How popular are MDP? What are their strengths? weaknesses?
-- Kalman Filters vs HMM (Hidden Markov Model):
"In both models, there's an unobserved state that changes over time according to relatively simple rules, and you get indirect information about that state every so often. In Kalman filters, you assume the unobserved state is Gaussian-ish and it moves continuously according to linear-ish dynamics (depending on which flavor of Kalman filter is being used). In HMMs, you assume the hidden state is one of a few classes, and the movement among these states uses a discrete Markov chain. In my experience, the algorithms are often pretty different for these two cases, but the underlying idea is very similar." - THISISDAVE
-- HMM vs LSTM/RNN:
"Some state-of-the-art industrial speech recognition [0] is transitioning from HMM-DNN systems to "CTC" (connectionist temporal classification), i.e., basically LSTMs. Kaldi is working on "nnet3" which moves to CTC, as well. Speech was one of the places where HMMs were _huge_, so that's kind of a big deal." -PRACCU
"HMMs are only a small subset of generative models that offers quite little expressiveness in exchange for efficient learning and inference." - NEXTOS
"IMO, anything that be done with an HMM can now be done with an RNN. The only advantage that an HMM might have is that training it might be faster using cheaper computational resources. But if you have the $$$ to get yourself a GPU or two, this computational advantage disappears for HMMs." - SHERJILOZAIR
The hmm_filter project implements Viterbi-inspired algorithms and transition matrices in Python, might be also a useful learning resource:
https://github.com/minodes/hmm_filter
The most important thing is to realize just how damn simple they are. As you get mired in the literature everything will seem overwhelmingly complex. Just grok the very very basic idea of them and it will come easier.
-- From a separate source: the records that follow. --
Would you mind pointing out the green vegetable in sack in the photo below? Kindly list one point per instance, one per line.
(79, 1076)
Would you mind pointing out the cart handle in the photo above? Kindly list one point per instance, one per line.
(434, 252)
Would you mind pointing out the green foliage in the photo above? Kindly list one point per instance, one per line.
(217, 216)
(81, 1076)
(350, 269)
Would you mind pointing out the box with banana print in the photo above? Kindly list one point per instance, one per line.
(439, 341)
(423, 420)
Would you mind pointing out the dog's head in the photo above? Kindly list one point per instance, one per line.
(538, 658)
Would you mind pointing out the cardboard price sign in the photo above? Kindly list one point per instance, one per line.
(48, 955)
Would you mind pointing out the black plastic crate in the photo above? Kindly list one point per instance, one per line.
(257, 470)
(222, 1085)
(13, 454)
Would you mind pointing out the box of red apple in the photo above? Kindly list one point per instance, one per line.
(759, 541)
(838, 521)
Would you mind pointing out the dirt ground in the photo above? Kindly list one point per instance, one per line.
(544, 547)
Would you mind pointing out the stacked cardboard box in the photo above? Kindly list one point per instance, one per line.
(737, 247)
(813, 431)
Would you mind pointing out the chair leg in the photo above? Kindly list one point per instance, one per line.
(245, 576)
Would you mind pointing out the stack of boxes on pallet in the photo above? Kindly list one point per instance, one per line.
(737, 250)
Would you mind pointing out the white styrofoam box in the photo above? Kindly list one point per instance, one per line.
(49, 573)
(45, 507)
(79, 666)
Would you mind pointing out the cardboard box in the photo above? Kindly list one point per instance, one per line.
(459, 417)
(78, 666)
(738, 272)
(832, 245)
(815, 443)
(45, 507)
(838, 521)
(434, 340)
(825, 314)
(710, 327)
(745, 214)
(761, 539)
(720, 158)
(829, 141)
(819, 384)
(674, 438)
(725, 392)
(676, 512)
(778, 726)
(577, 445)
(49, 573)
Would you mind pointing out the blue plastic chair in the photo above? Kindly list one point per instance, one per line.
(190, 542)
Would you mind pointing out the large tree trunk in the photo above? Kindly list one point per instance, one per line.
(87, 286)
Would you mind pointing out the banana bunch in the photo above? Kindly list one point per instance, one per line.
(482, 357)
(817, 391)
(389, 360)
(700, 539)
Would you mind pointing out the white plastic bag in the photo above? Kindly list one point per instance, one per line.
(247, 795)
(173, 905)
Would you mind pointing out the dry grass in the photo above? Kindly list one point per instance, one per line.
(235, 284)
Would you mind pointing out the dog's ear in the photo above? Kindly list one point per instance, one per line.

Also, they’re just a convenient model (for some problems), not a holy truth.
You could try Gelman et al.'s Bayesian Data Analysis. It has a good overview of MCMC.
If you want an overview of Markov chains as statistical models in their own right, Durbin et al.'s Biological Sequence Analysis is a well-motivated overview.
There isn't really very much to learn. Just start on wikipedia, and expand out if you think there is something more. Markov Chains are very simple in practice.